実際に取り組んでいる企業の事例をみてみましょう。

トヨタ紡織の取り組み

トヨタ系列企業のトヨタ紡織は、女性の活躍に重点を置いた育児・介護休職制度の充実に力を入れています。

  • 育児休職は子どもが3歳になるまで取得可能(2014年度は127名が取得)
  • 育児短時間勤務制度:事務・技術部門は子どもが8歳になるまで/技能部門では子どもが3歳になるまで利用可能
  • 配偶者の転勤などの理由で退職したメンバーを同一職務に再雇用する制度(登録制)を設けて、職場復帰を可能に

成果として、各制度の利用が

  • 育児休業制度の利用者は73名(2010年度)から127名(2014年度)
  • 育児短時間勤務制度の利用者は39名(2010年度)から72名(2014年度)

に増加しています。

花王の取り組み

花王グループでは、男性社員の育児休業取得促進を行っています。

新たに子どもが生まれた男性社員とその上長に、育児休業取得の啓発リーフレットを配布しています。

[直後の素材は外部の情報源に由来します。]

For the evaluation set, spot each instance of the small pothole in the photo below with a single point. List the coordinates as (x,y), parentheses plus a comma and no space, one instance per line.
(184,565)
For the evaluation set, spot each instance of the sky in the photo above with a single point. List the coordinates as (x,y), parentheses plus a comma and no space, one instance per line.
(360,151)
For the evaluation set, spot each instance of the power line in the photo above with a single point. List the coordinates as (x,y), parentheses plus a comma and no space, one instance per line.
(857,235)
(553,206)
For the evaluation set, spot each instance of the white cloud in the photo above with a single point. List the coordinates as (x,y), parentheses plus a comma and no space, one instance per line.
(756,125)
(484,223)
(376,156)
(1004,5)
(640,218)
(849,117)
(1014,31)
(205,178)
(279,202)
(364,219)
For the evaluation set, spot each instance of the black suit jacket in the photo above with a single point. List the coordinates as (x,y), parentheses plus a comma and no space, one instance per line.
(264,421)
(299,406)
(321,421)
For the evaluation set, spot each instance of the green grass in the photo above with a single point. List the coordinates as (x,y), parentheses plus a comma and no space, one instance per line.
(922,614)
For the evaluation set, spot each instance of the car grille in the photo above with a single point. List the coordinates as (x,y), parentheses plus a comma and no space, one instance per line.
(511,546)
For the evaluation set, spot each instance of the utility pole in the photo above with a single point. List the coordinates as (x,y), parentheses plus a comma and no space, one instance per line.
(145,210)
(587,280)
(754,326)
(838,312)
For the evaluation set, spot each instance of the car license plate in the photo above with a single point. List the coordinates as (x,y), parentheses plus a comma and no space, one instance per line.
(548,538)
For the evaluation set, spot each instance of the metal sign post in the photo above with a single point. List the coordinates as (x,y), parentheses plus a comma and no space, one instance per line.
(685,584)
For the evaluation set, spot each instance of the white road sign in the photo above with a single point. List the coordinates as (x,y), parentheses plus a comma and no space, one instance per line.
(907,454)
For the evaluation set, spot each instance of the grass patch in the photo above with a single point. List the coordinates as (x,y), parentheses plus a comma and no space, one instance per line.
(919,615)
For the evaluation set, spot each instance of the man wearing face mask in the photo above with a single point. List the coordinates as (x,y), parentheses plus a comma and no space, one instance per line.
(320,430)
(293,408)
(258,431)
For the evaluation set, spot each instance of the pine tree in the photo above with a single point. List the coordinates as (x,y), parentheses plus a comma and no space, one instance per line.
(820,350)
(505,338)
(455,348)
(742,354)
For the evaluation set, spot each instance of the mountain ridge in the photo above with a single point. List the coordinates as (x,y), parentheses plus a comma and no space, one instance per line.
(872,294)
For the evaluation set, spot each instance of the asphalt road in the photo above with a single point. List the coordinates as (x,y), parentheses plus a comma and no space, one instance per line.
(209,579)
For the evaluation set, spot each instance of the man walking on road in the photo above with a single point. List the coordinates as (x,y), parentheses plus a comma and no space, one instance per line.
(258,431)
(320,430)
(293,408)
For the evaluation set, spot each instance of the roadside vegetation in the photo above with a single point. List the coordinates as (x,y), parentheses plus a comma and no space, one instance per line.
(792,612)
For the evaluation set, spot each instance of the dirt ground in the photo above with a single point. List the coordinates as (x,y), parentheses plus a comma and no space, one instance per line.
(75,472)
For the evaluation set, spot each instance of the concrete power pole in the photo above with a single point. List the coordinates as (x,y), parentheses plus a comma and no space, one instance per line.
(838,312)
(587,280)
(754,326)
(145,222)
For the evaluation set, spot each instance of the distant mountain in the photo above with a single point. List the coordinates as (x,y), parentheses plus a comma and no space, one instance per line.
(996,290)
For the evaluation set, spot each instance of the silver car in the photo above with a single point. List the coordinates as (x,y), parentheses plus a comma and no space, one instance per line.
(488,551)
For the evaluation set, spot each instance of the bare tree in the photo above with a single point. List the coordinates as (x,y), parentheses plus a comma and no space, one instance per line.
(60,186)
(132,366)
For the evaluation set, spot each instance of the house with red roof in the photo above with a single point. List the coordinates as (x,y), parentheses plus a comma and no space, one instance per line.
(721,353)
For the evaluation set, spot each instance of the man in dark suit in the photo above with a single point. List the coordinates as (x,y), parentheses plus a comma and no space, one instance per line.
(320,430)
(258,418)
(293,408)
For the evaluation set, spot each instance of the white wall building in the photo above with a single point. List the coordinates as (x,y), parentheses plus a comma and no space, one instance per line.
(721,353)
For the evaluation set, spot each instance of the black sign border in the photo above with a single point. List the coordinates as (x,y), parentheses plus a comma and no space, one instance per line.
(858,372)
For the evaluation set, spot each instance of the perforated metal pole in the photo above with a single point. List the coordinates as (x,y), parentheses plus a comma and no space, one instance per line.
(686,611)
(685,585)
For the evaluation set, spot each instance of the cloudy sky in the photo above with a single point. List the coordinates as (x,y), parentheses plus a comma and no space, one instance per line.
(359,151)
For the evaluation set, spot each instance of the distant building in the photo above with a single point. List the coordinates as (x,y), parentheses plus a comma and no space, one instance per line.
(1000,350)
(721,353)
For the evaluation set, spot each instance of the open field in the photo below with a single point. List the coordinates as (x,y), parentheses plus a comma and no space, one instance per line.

結果、2015年の花王グループ内男性の育児休休業取得数は

  • 75名(2013年)
  • 127名(2015年)

のように増加し、対象者の約40%が取得しています。

東急百貨店の取り組み

東急百貨店では、育児勤務者(子どもが小学校4年生まで)の情報交換のため、定期的に懇親会を実施するという少し変わった取り組みをしています。

またグループ会社には土・日・祝日専用の保育施設があり、保育施設が稼働しにくい土・日・祝日も勤務する育児中の社員に利用を勧めています。

KIGURUMI.BIZの取り組み

KIGURUMI.BIZは社員数30名ほどの企業ですが、同規模の企業には参考になる事例です。

この企業は「子連れ出社制度」を設定しています。

保育園が休園した場合や、小学校の夏休み、子どもがケガや病気をしたが病児保育園を利用するまでもない場合、子連れ出社を認めています。

この規模感ならではの育児支援施策といえるでしょう。

(2)短時間勤務制度

育児休暇と同様に、働き方改革で多くみられる取り組みが「短時間勤務制度」です。

育児や介護にたずさわる社員を対象に、勤務時間を2~3時間、または30分単位で短縮する事例が多くあります。

現在の取り組み事例では「育児休暇から復帰した女性社員」の利用が多いのですが、今後は「両親の介護を目的とした男性社員、管理職社員の利用」も視野に入れて取り組むのがおすすめです。

注意点は以下です。

注意点:勤務時間にはバリエーションを持たせることが大切

社員の生活・働き方に応じて、いくつかのバリエーションを持たせることが大切です。

固定化した短時間勤務では、充分に活用されず浸透しません。

たとえば、以下のような方法があります。

  • 時間短縮パターンを複数設定
  • 1日あたりの勤務時間を大幅に減らし、勤務日数を増やす(総労働時間は増えないように)
  • 希望する日の勤務時間を短縮する選択ができる
  • 1週間あたりの勤務日数を減らす選択ができる

さらにバリエーションを作ったら、それを「自由意志で選択できる制度」にしましょう。

注意点:業務の割り当て方について

短時間勤務を利用する社員への業務割り当ては、ともすれば「切り出し業務=単純な仕事」になってしまうことがあります。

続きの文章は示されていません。